Joe’s set was reputedly from a Parker salesman, which is why it was outfitted with pencils in Madarin yellow, jade, marine green and black; I suspect Ruth also wanted a little more variety in her set, replacing two pencils with the Moderne Black-and-Pearl and the burgundy pearl ones. Still, since I’m a preservationist first and I like to keep things as they came to me, and I knew this find would be the cover shot for this volume of the book. I played around with a couple rough concepts, and proudly I posted what I came up with:
Ooohs and aaahs were what I expected. What I got, however, was “get that pearl and black pencil out of there!” from more than one person. Whew, I thought . . . at least I hadn’t massaged that image enough to see that one of them was burgundy pearl rather than black.
One of the naysayers was Larry Liebman: I explained to him how this was how the set came to me, but he was unpersuaded. “Yeah, but it really should have two red and two black,” he replied.
I asked Larry if he had actual documentation of that, and he sent me pictures of two advertisements, one of which was in the Saturday Evening Post on July 26, 1930. I renewed my online subscription so I could get access to their archived issues; there it was, right inside the front cover:
Elsewhere in this advertisement, those stubby little pencils are called “Midget Vest Parkers,” but here the set is advertised as including “Midget Pencils in black and lacquer red.”
The set was advertised for a whopping $24, and the illustration explains something else. All of the complete sets I have seen are missing a lid for the outer box, but when David Isaacson shared pictures of his set in our online discussion, it had something I had never noticed: card suit stickers on the bottom of the box. I turned mine over, and whaddaya know . . .
There they are . . . or were, anyway, except for the intact spade. This didn’t make any sense to me until I saw that Saturday Evening Post advertisement: what I thought was the box base was actually the lid.
Anybody have a spare box bottom? It would be nice, but I’m not the least bit disappointed. To my knowledge, this is the only set known that still has the outer cardboard sleeve.

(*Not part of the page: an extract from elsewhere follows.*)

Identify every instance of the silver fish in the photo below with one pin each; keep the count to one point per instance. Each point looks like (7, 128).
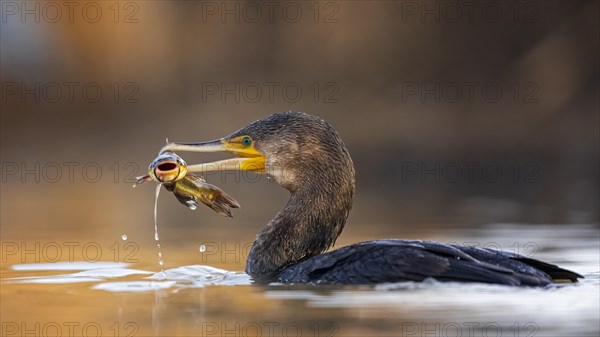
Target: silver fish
(170, 170)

Larry shared another advertisement with me that answered another question I raised yesterday - my concern was that the more streamlined Moderne Black-and-Pearl pencil that came with my set may have been made later.
Here’s that other advertisement: it isn’t dated, nor does it say in what magazine it was published, but it also describes the bridge set as “new,” so it is reasonable to think it was also published in mid-1930:
The text doesn’t say that the pencils are red and black, and the black and white rudimentary drawing shows all four suits in black . . . but I agree that it’s reasonable to think the white pencils shown are the red ones (even though there’s a black one with the heart and a white one with the club – sigh . . . so it goes with advertising art). However, like the other ad, this appears to show the more squared off tops.
But did you notice the interchangeable ringtop for the desk pencil at the top of the advertisement?
It looks like the streamlined and squared off caps were in production at the same time, depending on a customer’s choice. Although I can’t rule out that eventually Parker gravitated towards the more streamlined caps, this provides the proof that if our friend Ruth Reuter wanted a different pencil in her set when she pulled it from the assembly line, a shorter more streamlined Moderne Black-and-Pearl was right there for the swapping at the time.
Although I’m ultra-cautious when I’m making changes to things when they have been undisturbed for so long, I agree that it’s acceptable to swap out the two pencils in Ruth’s set with the black and red pencils from “When Good Luck Is a Bad Thing” on October 31:
But I still keep the pencils that came with this set right alongside them.
And I’m still looking for the bottom of that outer box.